To ensure proper operation and high-quality of ICs, manufacturing tests must be run on fabricated devices to detect structural faults and eliminate defective parts or devices. Test patterns for a manufacturing test of an IC design are typically generated using an automatic test pattern generation (ATPG) tool. A conventional test pattern generation requires performing logic simulation of an IC design, typically using a gate-level description of the IC design. The gate-level description of the IC design is typically obtained by logic synthesis of a register-transfer-level (RTL) description of the IC design. An ATPG tool captures input stimuli and output responses during the logic simulation of the IC design and creates test vectors. However, as a circuit design becomes larger and more complex, such logic simulation requires a large number of simulation cycles, and the test pattern generation may take a significantly long time, for example, several days or more.
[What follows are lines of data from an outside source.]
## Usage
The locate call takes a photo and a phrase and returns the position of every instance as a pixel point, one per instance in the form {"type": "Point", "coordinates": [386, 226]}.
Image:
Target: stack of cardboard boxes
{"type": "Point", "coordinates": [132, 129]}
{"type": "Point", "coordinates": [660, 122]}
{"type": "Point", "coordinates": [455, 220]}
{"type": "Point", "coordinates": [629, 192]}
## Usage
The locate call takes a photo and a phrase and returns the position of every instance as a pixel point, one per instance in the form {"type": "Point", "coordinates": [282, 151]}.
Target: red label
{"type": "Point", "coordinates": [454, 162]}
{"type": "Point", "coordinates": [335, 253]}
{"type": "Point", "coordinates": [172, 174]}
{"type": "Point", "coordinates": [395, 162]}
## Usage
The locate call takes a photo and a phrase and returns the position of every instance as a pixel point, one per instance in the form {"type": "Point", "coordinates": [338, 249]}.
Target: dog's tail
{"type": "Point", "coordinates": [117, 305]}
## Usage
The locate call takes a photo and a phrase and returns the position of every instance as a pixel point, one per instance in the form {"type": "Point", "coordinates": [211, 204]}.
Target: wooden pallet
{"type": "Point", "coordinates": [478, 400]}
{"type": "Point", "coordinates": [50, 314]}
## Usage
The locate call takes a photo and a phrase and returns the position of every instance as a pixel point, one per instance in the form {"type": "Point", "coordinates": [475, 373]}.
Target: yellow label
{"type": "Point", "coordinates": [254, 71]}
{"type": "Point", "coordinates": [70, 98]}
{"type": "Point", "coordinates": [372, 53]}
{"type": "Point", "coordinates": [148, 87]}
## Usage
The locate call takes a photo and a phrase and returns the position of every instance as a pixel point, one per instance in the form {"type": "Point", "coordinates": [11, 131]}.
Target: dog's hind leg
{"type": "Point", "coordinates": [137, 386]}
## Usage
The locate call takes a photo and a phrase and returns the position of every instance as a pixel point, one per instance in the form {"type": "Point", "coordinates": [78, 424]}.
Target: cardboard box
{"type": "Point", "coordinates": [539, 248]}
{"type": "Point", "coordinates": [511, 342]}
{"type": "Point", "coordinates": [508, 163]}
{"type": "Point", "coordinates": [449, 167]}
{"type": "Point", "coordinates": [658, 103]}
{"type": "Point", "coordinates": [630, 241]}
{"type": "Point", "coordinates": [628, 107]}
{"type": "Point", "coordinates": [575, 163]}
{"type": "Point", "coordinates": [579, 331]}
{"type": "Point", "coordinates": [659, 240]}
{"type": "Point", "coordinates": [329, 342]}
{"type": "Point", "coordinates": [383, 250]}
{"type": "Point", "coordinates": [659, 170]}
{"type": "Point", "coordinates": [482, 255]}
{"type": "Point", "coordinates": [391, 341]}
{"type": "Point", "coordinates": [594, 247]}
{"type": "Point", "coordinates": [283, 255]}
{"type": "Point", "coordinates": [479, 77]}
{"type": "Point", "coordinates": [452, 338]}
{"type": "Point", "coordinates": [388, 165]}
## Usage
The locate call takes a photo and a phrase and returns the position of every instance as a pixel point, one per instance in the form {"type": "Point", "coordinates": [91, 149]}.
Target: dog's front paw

An IC design is also verified before its physical implementation. A verification of an IC design typically involves a simulation of the IC design. Two types of simulations may be used to verify the IC design: functional simulation and timing simulation. OpenVera™ is an open source hardware verification language (HVL) developed for functional verification of IC hardware designs, originally by Synopsys, Inc. of Mountain View, Calif. OpenVera™ is an object-oriented hardware verification language and enables circuit designers to create reusable objects that can be implemented using high level language and abstract data-structures, rather than low-level, register-transfer-level language (RTL) constructs. OpenVera™ also supports many features of both hardware description language (HDL) such as Verilog and general computer language such as C or C++.
OpenVera-based verification programs run in conjunction with a HDL simulator. OpenVera™ has the capability of separating the interface of an object from its implementation, and OpenVera-based verification programs can be separately compiled and dynamically linked to the HDL simulator. FIG. 1 schematically illustrates conventional verification of an IC design (Design Under Test) 10 using an OpenVera based verification program 20. The IC design 10 is described in a HDL, for example, Verilog (HDL representation). The verification program 20 includes a stimulus generation module (stimulus generator) 22, an expected-response generation module (expected-response generator) 24, and a comparator 26. The stimulus generator 22 operates at a higher level of abstraction, and automatically generates stimuli for the IC design 10 which is simulated by a HDL simulator. The expected-response generator 24 also operates at a higher level of abstraction and typically implements some reference model of the IC design 10 to generate the expected-responses. The comparator 26 compares output signals from the simulated IC design 10 against the expected-responses, and checks if they match. Then the verification program 20 outputs the comparison result (match or mismatch).
As shown in FIG. 1, the IC design 10 has input ports 30, in/out ports 32, and output ports 34. An interface 36 of the verification program provides signal-level connectivity into the HDL representation of the IC design 10, and also defines ports (signal directions) of the IC design 10. Since the functional verification only needs to monitor the output signals from the HDL simulator (simulating the IC design 10), the verification program 20 only samples signals from the in/out ports 32 and from the output ports 34 of the IC design 10.